The real breakthroughs will still come from humans (for now). But humans will use tools like AlphaProof Nexus the way we use calculators or search engines: as cognitive extensions. You want to know if a lemma holds? You don’t spend three weeks trying to prove it. You feed it to the machine, wait ten minutes, and get a yes/no with a verified proof attached.
That changes the pace of research. Dramatically.
What DeepMind Isn’t Saying
Let me put on my skeptical hat for a moment.
DeepMind’s paper is impressive, but it’s also a marketing document. The choice to release it the day after OpenAI’s announcement was not a coincidence. The name “AlphaProof Nexus” is pure corporate branding. The emphasis on “nine Erdős problems” is designed to echo through university PR departments.
And there’s a deeper question the paper doesn’t address: how many of these solved problems are actually interesting? Erdős offered cash prizes for his problems—typically between $25 and $1000, famously. But not all Erdős problems are created equal. Some are deep structural questions. Others are clever but isolated. The paper lists all nine solved problems, but it doesn’t rank them by significance. That’s because significance is a human judgment, not a machine output.

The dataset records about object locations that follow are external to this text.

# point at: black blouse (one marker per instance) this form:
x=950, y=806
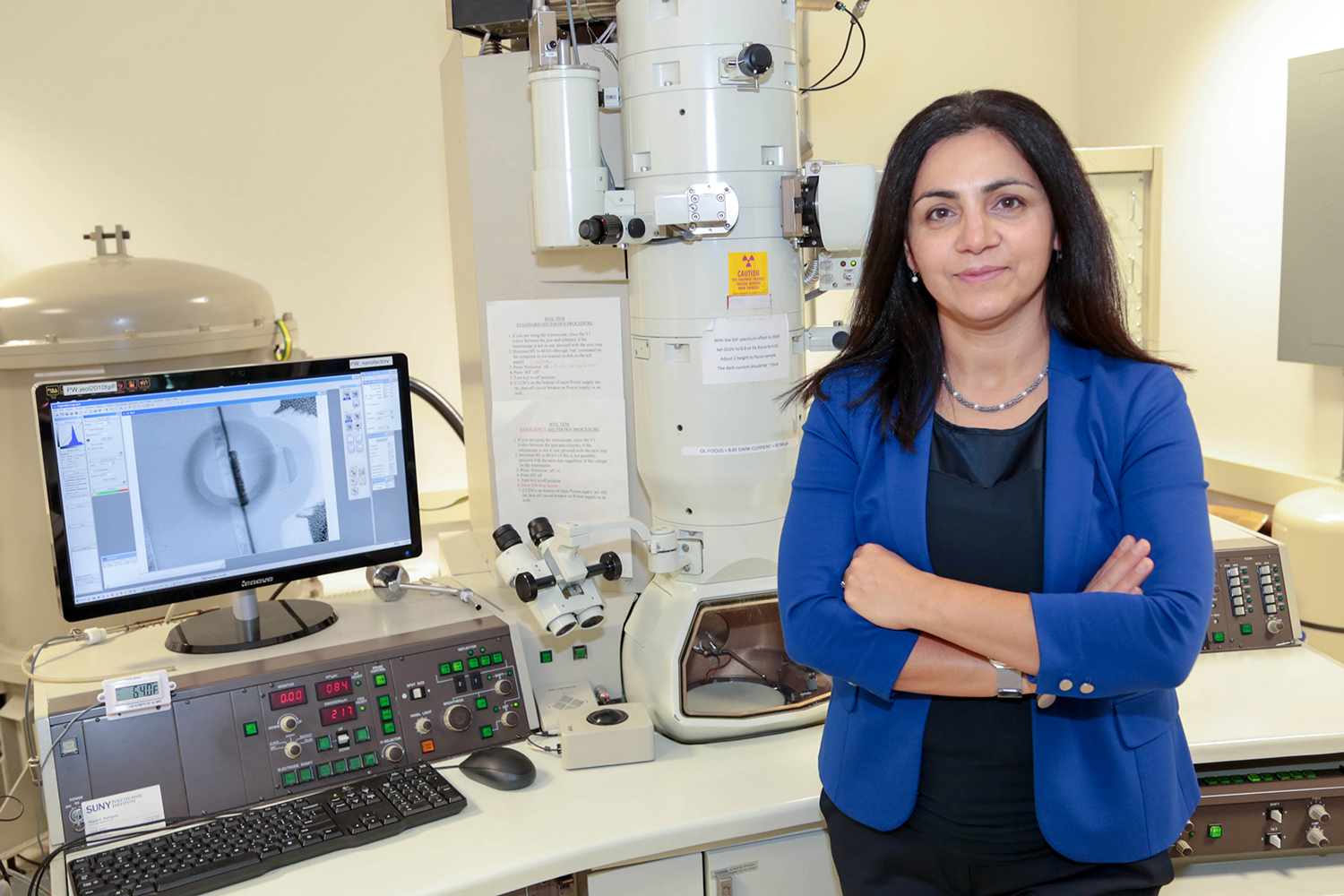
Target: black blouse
x=986, y=525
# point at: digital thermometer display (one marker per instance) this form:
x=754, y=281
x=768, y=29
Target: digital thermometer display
x=137, y=691
x=136, y=694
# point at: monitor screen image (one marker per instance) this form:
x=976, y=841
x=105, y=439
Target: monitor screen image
x=182, y=485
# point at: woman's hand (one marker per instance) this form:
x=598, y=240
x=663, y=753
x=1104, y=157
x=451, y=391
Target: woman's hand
x=1125, y=570
x=882, y=587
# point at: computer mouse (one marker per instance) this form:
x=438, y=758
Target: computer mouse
x=499, y=767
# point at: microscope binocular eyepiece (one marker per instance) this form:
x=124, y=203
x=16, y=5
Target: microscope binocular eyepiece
x=505, y=538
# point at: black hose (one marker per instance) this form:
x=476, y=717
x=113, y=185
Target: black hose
x=435, y=401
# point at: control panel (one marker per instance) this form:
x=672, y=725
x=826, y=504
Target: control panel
x=1252, y=597
x=1266, y=812
x=255, y=731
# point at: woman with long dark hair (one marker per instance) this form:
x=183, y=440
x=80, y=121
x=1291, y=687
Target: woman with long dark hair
x=1005, y=607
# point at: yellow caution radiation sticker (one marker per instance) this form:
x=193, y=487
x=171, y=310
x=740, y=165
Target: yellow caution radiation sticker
x=749, y=274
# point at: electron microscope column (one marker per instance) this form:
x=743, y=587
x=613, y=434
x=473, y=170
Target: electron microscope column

A cynical reading: DeepMind picked low-hanging Erdős fruit. Problems that were unsolved but not deeply unsolvable. The kind of problems a very determined postdoc with a good idea could crack in a year. The AI just did it faster.

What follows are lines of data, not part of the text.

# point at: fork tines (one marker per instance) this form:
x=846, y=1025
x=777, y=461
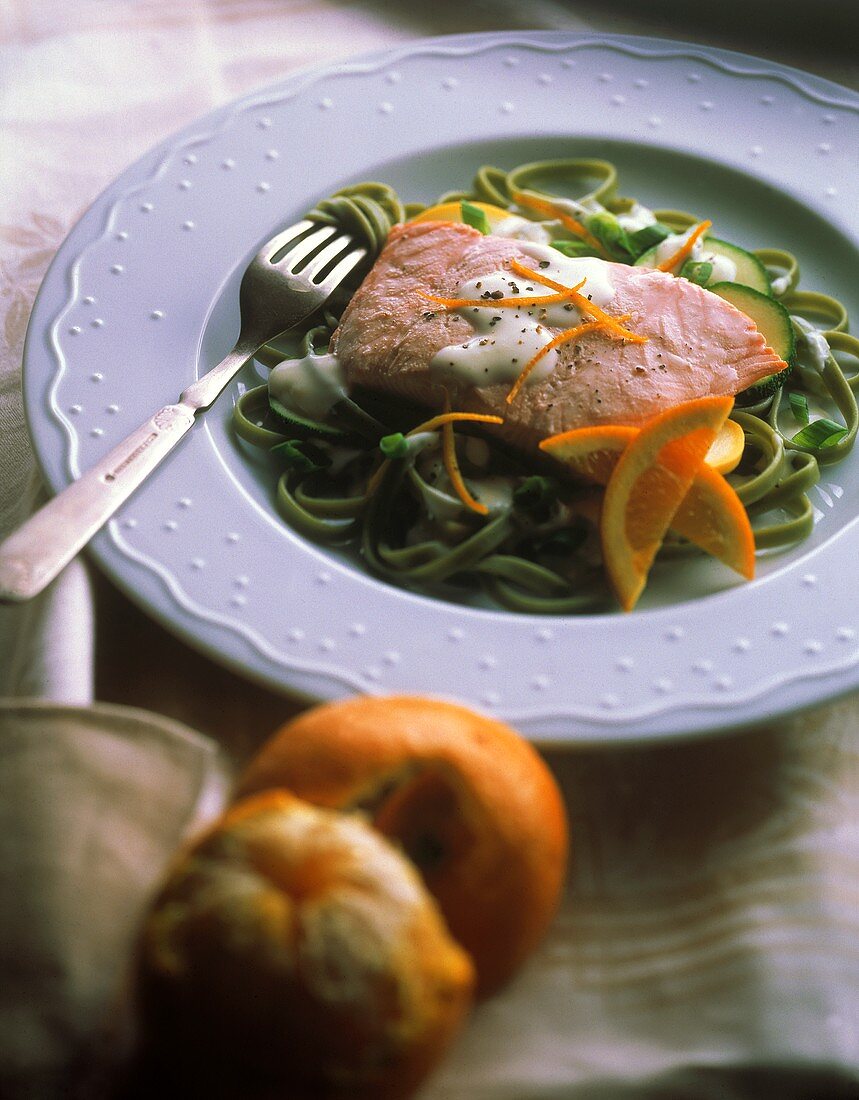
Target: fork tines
x=315, y=253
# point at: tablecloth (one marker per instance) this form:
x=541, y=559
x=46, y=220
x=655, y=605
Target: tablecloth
x=706, y=944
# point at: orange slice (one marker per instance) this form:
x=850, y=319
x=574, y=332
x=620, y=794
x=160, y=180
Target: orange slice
x=647, y=486
x=727, y=448
x=712, y=516
x=452, y=211
x=592, y=453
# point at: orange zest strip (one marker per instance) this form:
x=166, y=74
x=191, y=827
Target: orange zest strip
x=685, y=248
x=584, y=304
x=449, y=454
x=432, y=425
x=442, y=418
x=543, y=206
x=557, y=341
x=542, y=299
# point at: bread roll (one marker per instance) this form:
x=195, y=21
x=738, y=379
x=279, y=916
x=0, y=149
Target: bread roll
x=470, y=802
x=294, y=953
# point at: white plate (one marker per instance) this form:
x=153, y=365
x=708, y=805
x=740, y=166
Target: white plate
x=142, y=298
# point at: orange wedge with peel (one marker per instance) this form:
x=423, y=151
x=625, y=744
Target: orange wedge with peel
x=592, y=453
x=648, y=485
x=727, y=448
x=452, y=211
x=712, y=516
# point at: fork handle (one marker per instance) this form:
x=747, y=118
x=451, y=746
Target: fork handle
x=33, y=554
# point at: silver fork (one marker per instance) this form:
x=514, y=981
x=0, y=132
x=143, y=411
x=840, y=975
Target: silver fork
x=278, y=290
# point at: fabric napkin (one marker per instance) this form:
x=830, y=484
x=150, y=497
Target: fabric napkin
x=705, y=946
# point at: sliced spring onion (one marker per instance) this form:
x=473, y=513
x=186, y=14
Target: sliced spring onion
x=394, y=446
x=821, y=433
x=799, y=407
x=474, y=217
x=647, y=237
x=610, y=234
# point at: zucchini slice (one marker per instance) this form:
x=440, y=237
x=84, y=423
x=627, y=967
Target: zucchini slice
x=301, y=426
x=750, y=271
x=773, y=322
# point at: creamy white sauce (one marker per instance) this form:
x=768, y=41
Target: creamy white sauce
x=310, y=386
x=637, y=217
x=521, y=229
x=506, y=338
x=495, y=492
x=724, y=268
x=816, y=344
x=780, y=284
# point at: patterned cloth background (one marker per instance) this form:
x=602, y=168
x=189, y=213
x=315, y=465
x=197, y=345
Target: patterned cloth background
x=712, y=910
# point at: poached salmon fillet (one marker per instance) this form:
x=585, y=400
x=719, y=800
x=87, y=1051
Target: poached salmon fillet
x=396, y=338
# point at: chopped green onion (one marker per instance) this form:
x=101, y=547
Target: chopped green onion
x=474, y=217
x=574, y=249
x=799, y=407
x=819, y=433
x=301, y=455
x=394, y=446
x=646, y=238
x=697, y=271
x=610, y=234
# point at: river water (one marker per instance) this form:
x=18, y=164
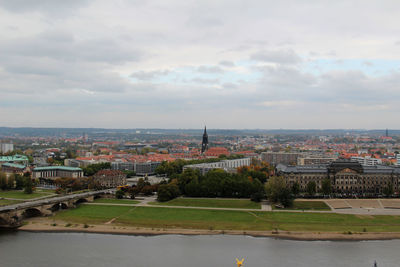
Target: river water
x=81, y=249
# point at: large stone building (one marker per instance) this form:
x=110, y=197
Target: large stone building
x=227, y=165
x=52, y=172
x=6, y=147
x=275, y=158
x=110, y=178
x=19, y=159
x=348, y=177
x=315, y=160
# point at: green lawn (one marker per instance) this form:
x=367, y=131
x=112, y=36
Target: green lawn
x=116, y=201
x=91, y=214
x=210, y=202
x=308, y=205
x=5, y=202
x=19, y=194
x=154, y=217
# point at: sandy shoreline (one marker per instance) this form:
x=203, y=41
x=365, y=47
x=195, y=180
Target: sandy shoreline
x=128, y=230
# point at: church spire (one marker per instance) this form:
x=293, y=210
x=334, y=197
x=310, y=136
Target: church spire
x=204, y=143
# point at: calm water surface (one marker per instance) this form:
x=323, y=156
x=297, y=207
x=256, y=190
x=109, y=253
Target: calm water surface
x=79, y=249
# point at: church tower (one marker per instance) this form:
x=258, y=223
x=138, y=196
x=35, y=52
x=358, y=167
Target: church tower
x=204, y=143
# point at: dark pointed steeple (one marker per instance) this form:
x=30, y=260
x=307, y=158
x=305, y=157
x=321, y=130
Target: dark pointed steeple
x=204, y=143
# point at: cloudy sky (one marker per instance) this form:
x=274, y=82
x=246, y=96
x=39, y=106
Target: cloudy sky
x=183, y=64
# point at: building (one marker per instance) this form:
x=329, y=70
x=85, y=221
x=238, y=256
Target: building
x=123, y=166
x=19, y=159
x=227, y=165
x=216, y=152
x=146, y=168
x=52, y=172
x=367, y=161
x=313, y=160
x=13, y=168
x=348, y=177
x=275, y=158
x=6, y=147
x=204, y=143
x=110, y=178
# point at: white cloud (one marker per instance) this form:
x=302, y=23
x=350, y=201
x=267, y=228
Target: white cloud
x=125, y=63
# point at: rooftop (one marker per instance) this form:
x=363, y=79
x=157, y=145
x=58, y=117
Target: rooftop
x=63, y=168
x=14, y=158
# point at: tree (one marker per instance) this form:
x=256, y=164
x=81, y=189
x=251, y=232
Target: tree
x=28, y=185
x=295, y=188
x=388, y=190
x=311, y=188
x=326, y=186
x=186, y=177
x=19, y=182
x=3, y=181
x=273, y=188
x=119, y=194
x=258, y=191
x=167, y=192
x=11, y=181
x=94, y=168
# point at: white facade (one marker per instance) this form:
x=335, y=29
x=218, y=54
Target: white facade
x=227, y=165
x=6, y=147
x=367, y=161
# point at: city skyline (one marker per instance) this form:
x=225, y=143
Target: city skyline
x=229, y=65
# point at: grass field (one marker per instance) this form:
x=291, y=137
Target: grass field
x=5, y=202
x=19, y=194
x=308, y=205
x=214, y=203
x=153, y=217
x=116, y=201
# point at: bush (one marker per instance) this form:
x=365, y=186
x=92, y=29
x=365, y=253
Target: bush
x=167, y=192
x=257, y=197
x=119, y=194
x=28, y=185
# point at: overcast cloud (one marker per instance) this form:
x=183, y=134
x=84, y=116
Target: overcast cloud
x=183, y=64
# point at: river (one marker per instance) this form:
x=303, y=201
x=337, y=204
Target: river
x=82, y=249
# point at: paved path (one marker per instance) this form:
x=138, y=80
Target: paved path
x=265, y=207
x=47, y=201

A less cynical reading: that’s exactly the point. If AI can handle the “year of work” problems, that frees humans for the “decade of work” problems. That’s not a flaw. That’s the whole value proposition.
The One-Line Summary That Actually Matters
Here’s what you should take away from all of this.

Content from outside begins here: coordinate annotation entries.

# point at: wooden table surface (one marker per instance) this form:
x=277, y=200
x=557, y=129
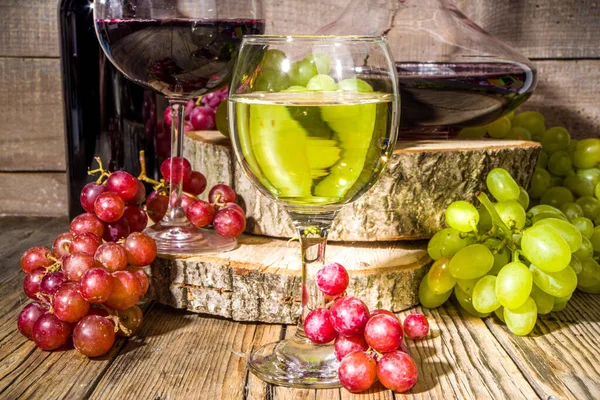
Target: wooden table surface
x=180, y=355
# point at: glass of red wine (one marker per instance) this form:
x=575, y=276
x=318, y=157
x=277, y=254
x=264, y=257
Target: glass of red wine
x=183, y=49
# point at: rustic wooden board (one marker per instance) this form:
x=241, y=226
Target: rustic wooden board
x=407, y=203
x=32, y=116
x=33, y=194
x=260, y=280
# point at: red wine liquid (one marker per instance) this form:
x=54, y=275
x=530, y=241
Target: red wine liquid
x=439, y=99
x=177, y=57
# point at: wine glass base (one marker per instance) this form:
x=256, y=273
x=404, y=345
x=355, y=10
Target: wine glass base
x=188, y=240
x=296, y=363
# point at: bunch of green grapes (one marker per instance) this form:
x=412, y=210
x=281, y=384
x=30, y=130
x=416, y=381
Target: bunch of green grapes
x=503, y=259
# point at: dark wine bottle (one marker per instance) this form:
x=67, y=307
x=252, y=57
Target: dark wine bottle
x=106, y=115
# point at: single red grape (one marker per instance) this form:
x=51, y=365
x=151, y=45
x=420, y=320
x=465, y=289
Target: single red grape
x=68, y=304
x=109, y=207
x=94, y=336
x=123, y=184
x=140, y=249
x=142, y=277
x=349, y=316
x=229, y=222
x=28, y=316
x=86, y=242
x=416, y=326
x=96, y=285
x=132, y=319
x=346, y=345
x=332, y=279
x=318, y=327
x=202, y=119
x=31, y=284
x=87, y=223
x=51, y=282
x=200, y=214
x=383, y=333
x=112, y=256
x=196, y=184
x=136, y=218
x=50, y=333
x=397, y=371
x=176, y=170
x=35, y=257
x=114, y=231
x=62, y=244
x=357, y=371
x=156, y=205
x=77, y=264
x=140, y=195
x=88, y=196
x=126, y=291
x=221, y=194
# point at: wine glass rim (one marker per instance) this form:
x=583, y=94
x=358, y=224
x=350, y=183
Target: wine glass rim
x=313, y=38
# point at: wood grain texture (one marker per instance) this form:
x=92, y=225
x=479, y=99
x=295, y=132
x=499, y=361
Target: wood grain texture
x=33, y=194
x=32, y=116
x=260, y=280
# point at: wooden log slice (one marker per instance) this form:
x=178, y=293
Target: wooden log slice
x=407, y=203
x=260, y=279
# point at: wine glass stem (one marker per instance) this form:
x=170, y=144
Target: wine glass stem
x=175, y=216
x=312, y=233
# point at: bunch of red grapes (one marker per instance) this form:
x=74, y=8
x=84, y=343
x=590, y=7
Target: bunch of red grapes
x=221, y=210
x=88, y=285
x=369, y=345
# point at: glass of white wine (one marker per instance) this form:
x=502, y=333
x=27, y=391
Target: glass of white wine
x=313, y=121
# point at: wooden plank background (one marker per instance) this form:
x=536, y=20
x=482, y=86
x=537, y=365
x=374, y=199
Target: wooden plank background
x=561, y=36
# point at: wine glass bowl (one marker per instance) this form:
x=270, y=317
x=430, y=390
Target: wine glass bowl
x=313, y=122
x=183, y=50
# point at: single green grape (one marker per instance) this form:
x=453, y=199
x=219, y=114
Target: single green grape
x=591, y=174
x=446, y=242
x=541, y=181
x=585, y=226
x=530, y=120
x=565, y=229
x=428, y=298
x=558, y=284
x=439, y=279
x=511, y=212
x=579, y=185
x=523, y=198
x=321, y=83
x=543, y=301
x=354, y=85
x=466, y=302
x=545, y=248
x=321, y=61
x=586, y=250
x=590, y=206
x=498, y=129
x=560, y=163
x=572, y=211
x=484, y=295
x=587, y=153
x=501, y=185
x=542, y=161
x=521, y=320
x=462, y=216
x=471, y=262
x=595, y=239
x=513, y=284
x=557, y=196
x=555, y=139
x=518, y=133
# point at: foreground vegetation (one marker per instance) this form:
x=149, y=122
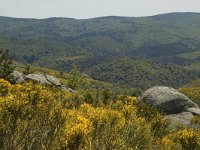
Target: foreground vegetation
x=33, y=116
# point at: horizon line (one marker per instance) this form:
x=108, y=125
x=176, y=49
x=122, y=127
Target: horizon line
x=191, y=12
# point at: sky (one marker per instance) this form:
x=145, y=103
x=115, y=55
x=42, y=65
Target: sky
x=83, y=9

Google DeepMind built a system that generates machine-verified proofs, loops through a verifier until one passes, and used it to solve nine open Erdős problems at a few hundred dollars each. OpenAI made a splashy claim about disproving an 80-year-old conjecture, but their track record on walking back bold statements means the math community is waiting for receipts.
The real breakthrough isn’t the number of problems solved. It’s that formal verification has become practical enough that an LLM—flawed, hallucinating, glorified autocomplete that it is—can be turned into a reliable proof-finding machine by wrapping it in a verifier.
That pattern—generator plus verifier—is going to spread far beyond mathematics. Code generation? Same thing. Scientific hypothesis testing? Same thing. Medical diagnosis? You see where this is going.
The AlphaProof Nexus isn’t a mathematician. It doesn’t understand what it proved. But it doesn’t need to. It just needs to generate candidates that Lean approves. And that, quietly, is the scariest and most hopeful thing about the whole story.
For the first time in history, we have machines that can discover new truths—narrow, brittle, definitional truths—without understanding a single thing about them. Whether that’s a revolution or just a very fast pencil depends on what we do with the time it buys us.
Paul Erdős, who lived on amphetamines and coffee and slept four hours a night, once said that a mathematician is a machine for turning coffee into theorems. He would have appreciated the irony: now we’ve built a machine that turns electricity into proofs. And it doesn’t even need the coffee.